You can build your financial history

An injection of investment capital does nothing to build your business credit history. However, a business loan that you repay on time can significantly increase your score. This can lead to lower interest rates on future loans you might take out. Your credit rating can continue to grow with each loan, a benefit that can literally save you thousands of dollars over time.

The debt can be refinanced

Even if you have to take out a loan in a high-rate environment, you can potentially refinance that loan at higher rates in the future. In other words, if rates rise, you’ll benefit from the low interest rate you have now, but if rates fall, you can switch and take advantage of lower financing costs. Depending on the size of your loan—and the interest rate environment—you could potentially save thousands of dollars a year in financing costs, which you can then allocate to additional staff, products or general corporate needs. If you instead sell part of your company in the form of equity financing, you will never be able to recoup what you lost or benefit from the changing economic environment.

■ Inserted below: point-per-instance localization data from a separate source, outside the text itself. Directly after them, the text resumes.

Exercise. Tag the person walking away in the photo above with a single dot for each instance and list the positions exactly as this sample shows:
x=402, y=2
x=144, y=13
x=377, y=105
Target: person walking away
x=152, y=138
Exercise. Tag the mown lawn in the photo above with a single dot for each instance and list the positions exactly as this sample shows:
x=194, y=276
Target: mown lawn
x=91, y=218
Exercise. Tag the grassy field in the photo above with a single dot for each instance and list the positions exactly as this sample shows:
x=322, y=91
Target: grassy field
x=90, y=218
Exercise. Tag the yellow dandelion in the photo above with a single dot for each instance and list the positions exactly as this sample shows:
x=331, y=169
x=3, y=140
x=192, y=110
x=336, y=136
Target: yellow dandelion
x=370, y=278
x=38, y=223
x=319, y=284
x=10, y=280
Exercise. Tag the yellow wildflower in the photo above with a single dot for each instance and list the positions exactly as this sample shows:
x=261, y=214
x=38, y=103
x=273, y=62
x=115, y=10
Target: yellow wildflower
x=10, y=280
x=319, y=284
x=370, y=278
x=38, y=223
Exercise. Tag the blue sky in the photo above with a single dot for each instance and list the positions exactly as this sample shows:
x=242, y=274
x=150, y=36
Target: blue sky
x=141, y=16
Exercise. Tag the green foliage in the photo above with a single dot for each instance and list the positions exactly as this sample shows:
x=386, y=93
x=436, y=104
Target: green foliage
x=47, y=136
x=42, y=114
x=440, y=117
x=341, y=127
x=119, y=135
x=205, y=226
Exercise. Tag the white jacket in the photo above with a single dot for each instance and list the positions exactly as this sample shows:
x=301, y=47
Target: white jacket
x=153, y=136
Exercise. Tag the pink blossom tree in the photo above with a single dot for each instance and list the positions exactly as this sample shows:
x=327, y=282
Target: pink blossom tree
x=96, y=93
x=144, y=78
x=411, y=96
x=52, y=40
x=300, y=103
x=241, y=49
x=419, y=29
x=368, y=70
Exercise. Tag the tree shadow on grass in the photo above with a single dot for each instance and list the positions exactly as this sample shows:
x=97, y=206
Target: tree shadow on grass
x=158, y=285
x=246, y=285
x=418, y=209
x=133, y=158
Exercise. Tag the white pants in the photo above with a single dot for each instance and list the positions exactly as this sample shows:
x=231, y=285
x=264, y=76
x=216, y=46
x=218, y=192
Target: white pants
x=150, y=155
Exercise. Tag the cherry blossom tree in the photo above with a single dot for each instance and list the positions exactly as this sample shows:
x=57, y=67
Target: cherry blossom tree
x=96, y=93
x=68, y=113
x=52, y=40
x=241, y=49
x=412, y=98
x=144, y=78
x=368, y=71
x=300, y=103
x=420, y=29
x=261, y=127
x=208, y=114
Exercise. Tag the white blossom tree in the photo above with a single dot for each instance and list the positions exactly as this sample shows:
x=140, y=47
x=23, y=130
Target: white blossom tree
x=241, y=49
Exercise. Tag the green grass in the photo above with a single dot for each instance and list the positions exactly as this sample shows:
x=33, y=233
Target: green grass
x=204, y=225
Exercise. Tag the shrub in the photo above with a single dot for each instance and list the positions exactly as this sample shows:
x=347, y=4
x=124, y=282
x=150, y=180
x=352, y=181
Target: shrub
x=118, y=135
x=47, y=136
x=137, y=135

What you need to know before borrowing

Before your company takes on debt, you need to know a few things:

• What is the total cost of debt?

• Will it affect your personal credit?

• How long will the debt repayment take?

• Are there penalties for debt repayment or refinancing?

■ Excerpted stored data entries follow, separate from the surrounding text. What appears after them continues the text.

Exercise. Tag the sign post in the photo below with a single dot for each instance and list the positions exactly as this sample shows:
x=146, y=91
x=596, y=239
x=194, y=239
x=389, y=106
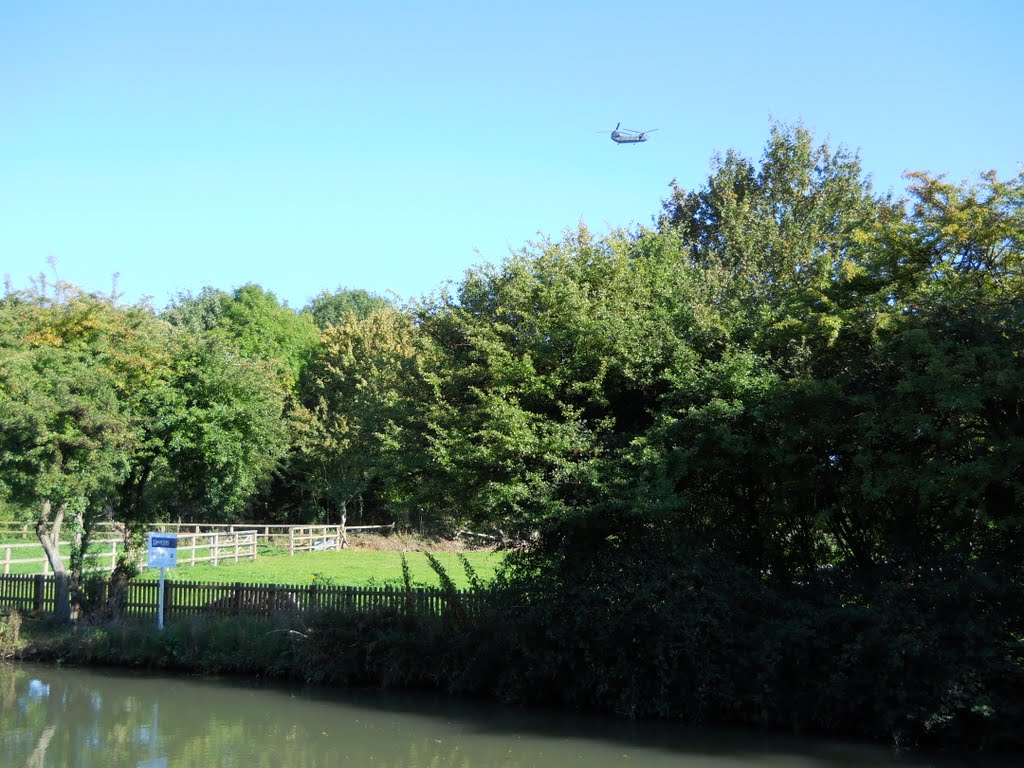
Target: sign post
x=163, y=554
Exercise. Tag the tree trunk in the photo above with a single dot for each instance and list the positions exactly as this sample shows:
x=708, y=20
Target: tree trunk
x=49, y=537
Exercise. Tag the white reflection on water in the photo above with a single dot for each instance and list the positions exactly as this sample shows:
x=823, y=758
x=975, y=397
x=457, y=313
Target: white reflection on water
x=104, y=719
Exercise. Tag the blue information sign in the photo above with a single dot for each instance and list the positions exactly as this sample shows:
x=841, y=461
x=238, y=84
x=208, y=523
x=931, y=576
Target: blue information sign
x=163, y=550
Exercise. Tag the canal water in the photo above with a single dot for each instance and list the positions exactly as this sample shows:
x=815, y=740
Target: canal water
x=53, y=717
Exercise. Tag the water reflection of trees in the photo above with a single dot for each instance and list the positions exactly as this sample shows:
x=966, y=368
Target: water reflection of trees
x=59, y=717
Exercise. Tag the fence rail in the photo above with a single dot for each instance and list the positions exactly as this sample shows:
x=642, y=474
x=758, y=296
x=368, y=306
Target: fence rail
x=34, y=594
x=104, y=558
x=102, y=555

• How much money do you really need to borrow?

All these questions are primarily related to the mathematics of borrowing. While you may think you need to borrow $20,000 to buy new equipment, you’ll need to understand whether you’ll have the ongoing cash flow to pay off that debt and whether you’ll need additional cash for things like maintenance, servicing, or even marketing. You should also explore the consequences of not being able to make payments—especially if you may be personally liable.

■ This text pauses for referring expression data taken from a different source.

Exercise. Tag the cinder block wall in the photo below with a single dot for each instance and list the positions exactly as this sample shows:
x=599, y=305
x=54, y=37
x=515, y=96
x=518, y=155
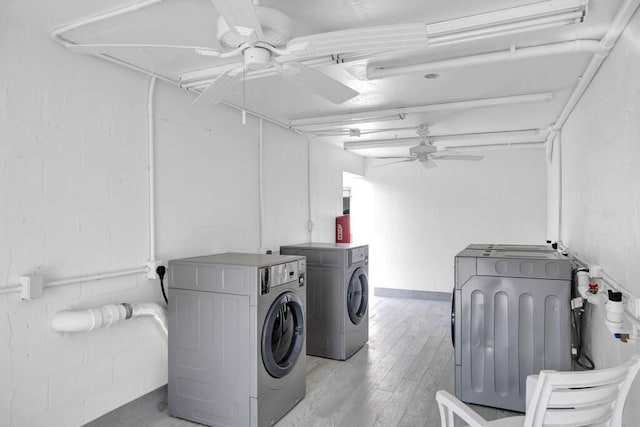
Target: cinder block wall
x=74, y=201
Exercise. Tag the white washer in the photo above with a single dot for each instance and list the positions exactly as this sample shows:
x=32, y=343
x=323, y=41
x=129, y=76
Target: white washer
x=337, y=297
x=236, y=338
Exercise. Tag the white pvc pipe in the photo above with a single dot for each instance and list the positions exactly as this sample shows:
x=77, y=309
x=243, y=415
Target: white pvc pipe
x=10, y=289
x=396, y=113
x=152, y=171
x=153, y=310
x=104, y=316
x=310, y=221
x=575, y=46
x=620, y=21
x=94, y=277
x=260, y=185
x=57, y=35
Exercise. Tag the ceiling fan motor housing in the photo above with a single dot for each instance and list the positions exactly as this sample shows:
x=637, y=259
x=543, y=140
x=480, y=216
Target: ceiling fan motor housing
x=277, y=28
x=422, y=149
x=256, y=58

Debt is not something to fear, but it must be managed. While debt provides funds that can be used for expansion and growth, it also creates an additional obligation that we must commit to, even in bad economic times. Debt-based expansion may seem like an easy and obvious choice when business is booming, but things can change if the economy falls into recession. A drop in sales can reduce your cash flow, making debt service more difficult.

To avoid these problems, make an action plan before you go into debt. Be able to answer all of the above questions and consider speaking with a personal loan specialist if necessary. Borrow only what you need, leave a buffer in your cash reserves, and have an exit strategy in case economic conditions tighten.

The bottom line

Debt and equity financing are two common ways companies raise money, and both have strengths and weaknesses. Equity financing, for example, does not deplete your company’s cash flow. Although it dilutes the existing owners, it does not require payment of interest or principal. This not only frees up capital to reinvest in the business, but also brings cash to corporate coffers.

But if you want to increase your funding, retain full control of your company and have flexibility for the future, borrowing money can often make more sense than selling part of your company. Talking to a personal loan specialist can also help if you’re looking for a customized financing solution that will best suit your company’s needs.